CONFIG_FILE=config.yaml ./target/release/streamforge
CONFIG_FILE=config.yml ./target/release/streamforge
CONFIG_FILE=config.json ./target/release/streamforge
Use YAML for hand-written pipeline configs. JSON is still accepted for generated configs.
Routing Shape
routing:
routing_type: "filter"
destinations:
- output: "analytics-orders"
description: "US orders over the analytics threshold"
filter: "and($region == 'us', $amount >= 100)"
transform: "construct(order_id=$order_id, customer_id=$customer.id, amount=$amount)"
key_transform: "$order_id"
headers:
x-pipeline: "orders-analytics"
V2 DSL in YAML
StreamForge docs use V2 DSL only.
Use compact expressions for short routes:
filter: "$customer.tier == 'premium'"
transform: "construct(user_id=$user.id, tier=$customer.tier)"
key_transform: "$user.id"
Use folded strings for longer expressions:
filter: >
and(
$event_type == 'order_completed',
$customer.tier == 'premium',
$order.amount >= 100
)
transform: >
construct(
order_id=$order.id,
customer_id=$customer.id,
amount=$order.amount,
region=$region,
created_at=$event_time
)
Multi-Destination Example
routing:
routing_type: "filter"
destinations:
- output: "validated-users"
description: "Users with valid email format"
filter: "regex(field('/user/email'), '^[^@]+@[^@]+\\.[^@]+$')"
transform: "construct(id=$user.id, email=$user.email, name=$user.name)"
key_transform: "$user.id"
- output: "premium-orders"
description: "Confirmed high-value orders"
filter: "and($order.total > 500, $order.status == 'confirmed')"
transform: "construct(order_id=$order.id, total=$order.total, customer=$customer.email)"
key_transform: "$order.id"
- output: "partner-safe-events"
description: "Approved fields only for partner systems"
filter: "and($consent.third_party == true, exists('/properties/non_pii'))"
transform: "construct(event=$event_type, properties=$properties.non_pii)"
key_transform: "hash('SHA256', $user.id)"
PII Redaction Pattern
routing:
routing_type: "filter"
destinations:
- output: "user-events-analytics"
filter: "exists('/user/id')"
transform: "construct(user_id=$user.id, event_type=$event_type, timestamp=$timestamp, region=$region)"

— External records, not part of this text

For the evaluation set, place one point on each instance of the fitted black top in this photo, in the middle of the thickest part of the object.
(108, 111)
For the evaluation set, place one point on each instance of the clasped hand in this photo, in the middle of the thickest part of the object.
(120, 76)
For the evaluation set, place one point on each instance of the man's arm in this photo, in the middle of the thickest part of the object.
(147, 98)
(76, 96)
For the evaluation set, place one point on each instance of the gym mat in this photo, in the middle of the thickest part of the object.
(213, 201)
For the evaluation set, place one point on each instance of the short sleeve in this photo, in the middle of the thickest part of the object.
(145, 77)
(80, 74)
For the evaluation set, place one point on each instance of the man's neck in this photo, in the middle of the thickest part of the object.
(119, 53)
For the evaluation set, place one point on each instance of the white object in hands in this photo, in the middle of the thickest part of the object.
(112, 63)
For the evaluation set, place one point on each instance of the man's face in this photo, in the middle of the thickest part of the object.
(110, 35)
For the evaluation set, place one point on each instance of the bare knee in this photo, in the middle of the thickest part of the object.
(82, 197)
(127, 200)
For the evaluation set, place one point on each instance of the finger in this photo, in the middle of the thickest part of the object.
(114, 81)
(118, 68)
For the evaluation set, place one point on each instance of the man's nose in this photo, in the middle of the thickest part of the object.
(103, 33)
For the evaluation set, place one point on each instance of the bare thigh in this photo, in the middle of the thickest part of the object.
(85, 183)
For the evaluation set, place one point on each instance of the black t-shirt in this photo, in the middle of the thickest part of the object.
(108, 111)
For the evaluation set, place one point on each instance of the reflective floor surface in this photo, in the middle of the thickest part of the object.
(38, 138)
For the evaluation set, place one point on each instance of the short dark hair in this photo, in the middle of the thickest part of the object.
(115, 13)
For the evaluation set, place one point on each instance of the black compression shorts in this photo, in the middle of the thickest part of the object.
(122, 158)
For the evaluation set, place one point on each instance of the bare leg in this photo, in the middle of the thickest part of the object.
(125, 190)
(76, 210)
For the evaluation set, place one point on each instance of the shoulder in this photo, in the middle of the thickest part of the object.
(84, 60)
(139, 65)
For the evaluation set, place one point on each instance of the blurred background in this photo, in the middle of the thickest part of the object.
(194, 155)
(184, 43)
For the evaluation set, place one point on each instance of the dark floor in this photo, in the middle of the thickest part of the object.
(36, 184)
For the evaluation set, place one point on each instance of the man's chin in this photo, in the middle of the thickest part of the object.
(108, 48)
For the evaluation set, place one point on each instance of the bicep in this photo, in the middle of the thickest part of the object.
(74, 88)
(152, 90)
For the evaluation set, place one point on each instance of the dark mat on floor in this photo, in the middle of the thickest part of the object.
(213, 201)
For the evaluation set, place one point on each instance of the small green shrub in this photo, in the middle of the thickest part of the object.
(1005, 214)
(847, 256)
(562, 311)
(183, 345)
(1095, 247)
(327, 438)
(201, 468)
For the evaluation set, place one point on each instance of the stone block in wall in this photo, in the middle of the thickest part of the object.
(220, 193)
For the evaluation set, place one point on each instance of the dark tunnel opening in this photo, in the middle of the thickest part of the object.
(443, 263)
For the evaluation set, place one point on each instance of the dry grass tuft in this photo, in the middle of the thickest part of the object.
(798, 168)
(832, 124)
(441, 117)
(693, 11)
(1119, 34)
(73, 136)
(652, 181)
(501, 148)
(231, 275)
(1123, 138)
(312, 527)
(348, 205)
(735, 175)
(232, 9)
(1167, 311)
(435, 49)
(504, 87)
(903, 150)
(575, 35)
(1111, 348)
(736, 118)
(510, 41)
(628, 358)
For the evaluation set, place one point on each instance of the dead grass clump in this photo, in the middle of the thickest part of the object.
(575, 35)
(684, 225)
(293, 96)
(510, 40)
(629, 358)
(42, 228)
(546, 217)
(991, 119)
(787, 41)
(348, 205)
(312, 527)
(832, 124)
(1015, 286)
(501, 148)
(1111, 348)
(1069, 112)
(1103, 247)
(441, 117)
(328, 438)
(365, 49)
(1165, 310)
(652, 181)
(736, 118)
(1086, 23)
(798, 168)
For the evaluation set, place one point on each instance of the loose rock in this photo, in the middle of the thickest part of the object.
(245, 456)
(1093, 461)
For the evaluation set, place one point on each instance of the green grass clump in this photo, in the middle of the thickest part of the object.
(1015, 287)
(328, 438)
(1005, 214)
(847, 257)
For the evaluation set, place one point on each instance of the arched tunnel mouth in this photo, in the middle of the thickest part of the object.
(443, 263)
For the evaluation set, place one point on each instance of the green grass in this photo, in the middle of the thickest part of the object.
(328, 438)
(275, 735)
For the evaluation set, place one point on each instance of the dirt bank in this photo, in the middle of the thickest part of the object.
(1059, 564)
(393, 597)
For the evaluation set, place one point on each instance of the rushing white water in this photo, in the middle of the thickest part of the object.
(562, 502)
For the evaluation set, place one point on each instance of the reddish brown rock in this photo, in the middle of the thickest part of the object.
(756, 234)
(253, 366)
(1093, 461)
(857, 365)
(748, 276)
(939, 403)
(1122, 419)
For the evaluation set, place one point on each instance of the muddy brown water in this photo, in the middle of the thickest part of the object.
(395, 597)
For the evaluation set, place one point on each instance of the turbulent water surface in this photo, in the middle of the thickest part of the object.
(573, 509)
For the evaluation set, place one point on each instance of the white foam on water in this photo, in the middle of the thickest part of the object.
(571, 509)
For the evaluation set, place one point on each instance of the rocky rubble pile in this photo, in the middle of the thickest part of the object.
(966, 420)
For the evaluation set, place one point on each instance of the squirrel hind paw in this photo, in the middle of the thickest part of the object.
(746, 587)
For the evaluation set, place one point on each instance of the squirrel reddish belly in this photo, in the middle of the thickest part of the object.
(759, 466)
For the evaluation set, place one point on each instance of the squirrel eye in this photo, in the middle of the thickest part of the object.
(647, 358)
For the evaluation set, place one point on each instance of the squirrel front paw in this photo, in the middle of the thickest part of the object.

key_transform: "hash('SHA256', $user.id)"
- output: "events-third-party"
filter: "$consent.third_party == true"
transform: "construct(event=$event_type, properties=$properties.non_pii)"
key_transform: "hash('SHA256', $user.id)"
CDC Pattern
routing:
routing_type: "filter"
destinations:
- output: "datalake-orders"
filter: "or($payload.op == 'c', $payload.op == 'u')"
transform: "field('/payload/after')"
key_transform: "$payload.after.id"
- output: "datalake-orders-deleted"
filter: "$payload.op == 'd'"
transform: "construct(id=$payload.before.id, deleted_at=$payload.ts_ms)"
key_transform: "$payload.before.id"
- output: "datalake-schema-changes"
filter: "$payload.op == 's'"
transform: "field('/payload')"
Performance
threads: 8
performance:
fetch_min_bytes: 1048576
fetch_max_wait_ms: 100
max_partition_fetch_bytes: 5242880
batch_size: 2000
linger_ms: 20
compression: "zstd"
Retry and DLQ
retry:
max_attempts: 3
initial_delay_ms: 100
max_delay_ms: 30000
multiplier: 2.0
jitter: 0.1
dlq:
enabled: true
topic: "streamforge-dlq"
include_original_headers: true
include_stack_trace: false
max_dlq_retries: 3
Observability
observability:
metrics_enabled: true
metrics_port: 8080
metrics_path: "/metrics"
lag_monitoring_enabled: true
lag_monitoring_interval_secs: 30
Validation
cargo run --quiet --bin streamforge-validate -- config.yaml
Validation checks the YAML shape, routing destinations, filters, transforms, key transforms, and supported operational settings before you deploy.